My avatar....Lleila...... weighed under 1lb ....too weak to stand. Brother weighed 14lbs. LLeila in now 2 years old and about 150lbs (well probably more as she is heavily pregnant). She was not strong enough to suck from the teat or, of course, to compete with her hefty brother. Bottle fed, she has never had a days illness.

I am not made of the stuff which can 'just let something go' if a little effort on my part could potentially save them. But, 'different strokes for different folks', and I can understand the busy farmer who sees no commercial potential in a weakly lamb.

Every year a good 50% of my 'lambing time' will be spent trying to secure the survival of 5% of the lambs. I have a probably brain-damaged and virtually blind ewe of 3, for instance. The quality of life of Becky, this ewe is truly great. She is able to follow her little flock, answers to her name, is 'spared' the yearly lambing, and, like Lleila, has never had a day of sickness.

As promiseacres said....we have some responsibility for the lives which we oversee. What we may or may not choose to do is down to how we interpret that responsibility.


----------



## Daxigait (Mar 4, 2019)

Some just start out a little slow but do great. Sometimes unfortunately it comes down to how much time you have.   If you don't have time they're often people that will take or buy bottle kids.  I had to do this last year with a pair of early born lower kids I just simply didn't have the time or energy left to deal with anymore and they weren't going to survive without intensive care. I called my local vet who referred someone who takes in kids and is willing to take the chance. I worked real hard on one earlier in the season but by the time those two came along I just wasn't getting enough sleep as it was and it had been too long since I had had any consistent sleep so I refused to take on another project that would be hard on my sleep.
the lamb may or may not take her the baby back it will depend on her experience and snow. I heard you can stick a dryer sheet on their nose and on the baby's butt rub it around before you try to reintroduce them.  I honestly don't know because I've never tried it.


----------



## Baymule (Mar 4, 2019)

I pull out all the stops to save a lamb. I have lost more than I saved. But I won’t give up. I hold them as they die in my arms. It is gut wrenching but I won’t give up until they are gone. I saved 2 this year, both are small runty things. One is growing pretty good now, the other, younger one is still small, but growing. They lived. They make me smile. 

I spent 3 hours teaching the runty ewe how to suck her mommas teat. I sprawled out on the ground in sheep poop, it was cold, drizzly rain, and momma stomped all over me. I call it a wild Sheep rodeo. My husband helped hold her against the fence and got his toes stomped by sharp Sheep hooves. I called him for help and he ran out in flip flops.
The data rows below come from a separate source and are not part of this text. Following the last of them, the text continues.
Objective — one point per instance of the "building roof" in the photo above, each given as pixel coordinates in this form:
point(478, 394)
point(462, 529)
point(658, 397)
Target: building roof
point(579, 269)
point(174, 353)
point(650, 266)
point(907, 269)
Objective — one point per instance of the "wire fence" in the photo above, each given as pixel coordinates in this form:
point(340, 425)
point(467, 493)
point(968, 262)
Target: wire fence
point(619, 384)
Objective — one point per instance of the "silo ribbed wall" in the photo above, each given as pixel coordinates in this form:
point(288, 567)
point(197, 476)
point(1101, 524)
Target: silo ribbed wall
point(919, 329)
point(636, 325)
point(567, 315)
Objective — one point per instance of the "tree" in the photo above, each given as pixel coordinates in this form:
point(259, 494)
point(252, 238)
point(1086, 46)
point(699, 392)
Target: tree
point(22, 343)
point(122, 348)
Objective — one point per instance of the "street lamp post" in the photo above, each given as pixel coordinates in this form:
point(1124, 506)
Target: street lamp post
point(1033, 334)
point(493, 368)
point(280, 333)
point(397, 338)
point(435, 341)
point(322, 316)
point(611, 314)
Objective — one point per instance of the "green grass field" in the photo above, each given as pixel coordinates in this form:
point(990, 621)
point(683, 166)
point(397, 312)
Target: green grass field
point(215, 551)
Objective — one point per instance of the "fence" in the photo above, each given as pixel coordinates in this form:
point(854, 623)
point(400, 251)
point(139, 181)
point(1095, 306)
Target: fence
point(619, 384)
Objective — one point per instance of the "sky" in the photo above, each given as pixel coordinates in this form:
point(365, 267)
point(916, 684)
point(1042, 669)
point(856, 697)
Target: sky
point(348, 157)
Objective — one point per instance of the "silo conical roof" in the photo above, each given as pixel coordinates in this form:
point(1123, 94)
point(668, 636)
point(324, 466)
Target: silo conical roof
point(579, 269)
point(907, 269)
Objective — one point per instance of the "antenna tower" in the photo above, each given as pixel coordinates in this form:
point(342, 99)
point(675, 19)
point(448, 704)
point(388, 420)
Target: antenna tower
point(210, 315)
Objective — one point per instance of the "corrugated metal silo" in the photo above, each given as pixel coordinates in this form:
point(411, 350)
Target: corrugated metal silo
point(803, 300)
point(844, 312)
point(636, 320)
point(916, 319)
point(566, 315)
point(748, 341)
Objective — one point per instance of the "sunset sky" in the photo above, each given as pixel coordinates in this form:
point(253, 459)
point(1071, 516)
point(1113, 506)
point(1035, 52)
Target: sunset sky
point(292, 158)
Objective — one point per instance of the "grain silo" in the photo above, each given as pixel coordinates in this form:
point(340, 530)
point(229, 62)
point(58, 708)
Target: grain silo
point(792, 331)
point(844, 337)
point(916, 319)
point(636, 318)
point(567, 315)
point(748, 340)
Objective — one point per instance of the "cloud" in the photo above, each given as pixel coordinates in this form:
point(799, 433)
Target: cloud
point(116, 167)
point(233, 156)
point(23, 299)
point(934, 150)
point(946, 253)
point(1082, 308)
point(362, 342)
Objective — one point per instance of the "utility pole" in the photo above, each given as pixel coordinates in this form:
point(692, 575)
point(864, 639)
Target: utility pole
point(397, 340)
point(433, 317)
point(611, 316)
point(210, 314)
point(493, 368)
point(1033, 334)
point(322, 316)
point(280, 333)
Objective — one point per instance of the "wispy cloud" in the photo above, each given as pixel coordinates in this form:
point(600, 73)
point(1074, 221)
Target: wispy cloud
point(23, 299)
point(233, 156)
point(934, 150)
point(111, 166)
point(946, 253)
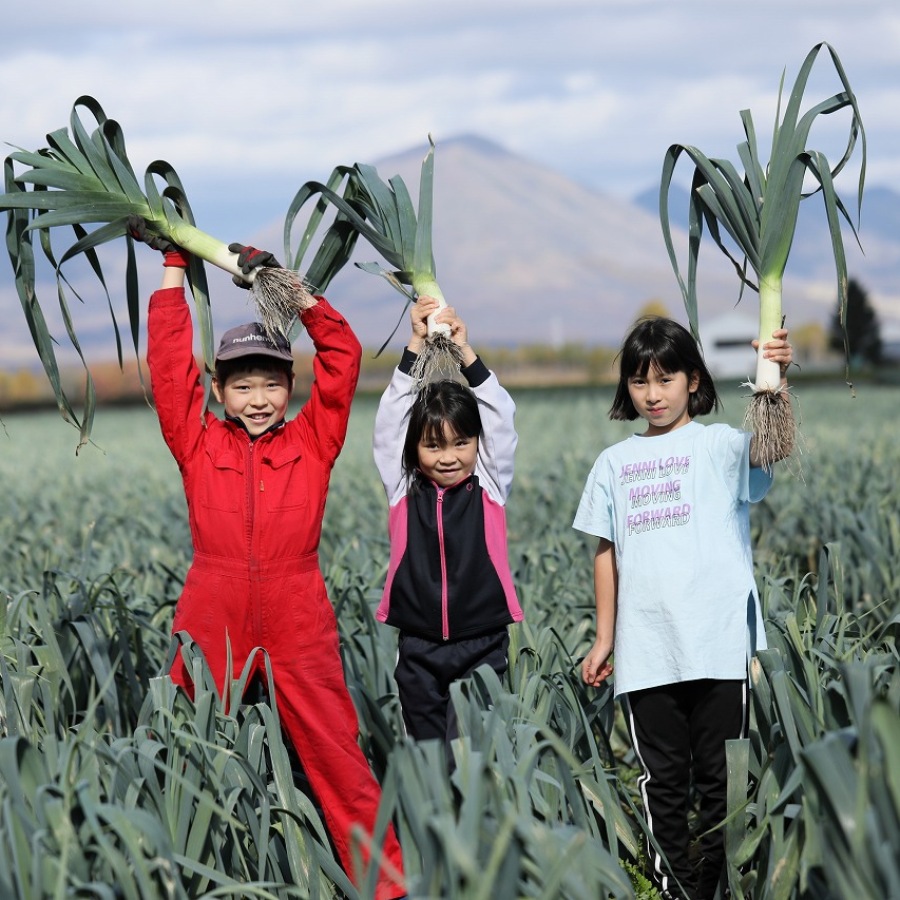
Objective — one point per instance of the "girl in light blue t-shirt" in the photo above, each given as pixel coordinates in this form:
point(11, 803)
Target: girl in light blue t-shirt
point(674, 587)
LOL She may never catch up to the other lambs, that’s ok. I don’t have to keep her for breeding, I can send her to slaughter or sell her as a pet. Either way, it’s better than a dead lamb and nothing at all.


----------



## Baymule (Mar 4, 2019)

If you are milking out the momma, she will smell “her” scent in the lamb’s Poop/butt and recognize that it is hers. Maybe.


----------



## frustratedearthmother (Mar 4, 2019)

Glad to hear you got the lambs out.  When I went to bed last night I wasn't sure how it was going to turn out.    See if you can get more than 2 cc's at a time into it.  It needs much more...

I say definitely give it your best shot to save it.  It may bring income in the future or be a breeder or even a freezer filler - but it deserves a chance.  Also, it will give you good experience in learning what and how to try to save a lamb.  Raising animals rarely goes as we expect.  Not all babies are born healthy and raring to go - so as a farmer it will help you to gain experience in caring for a weak one.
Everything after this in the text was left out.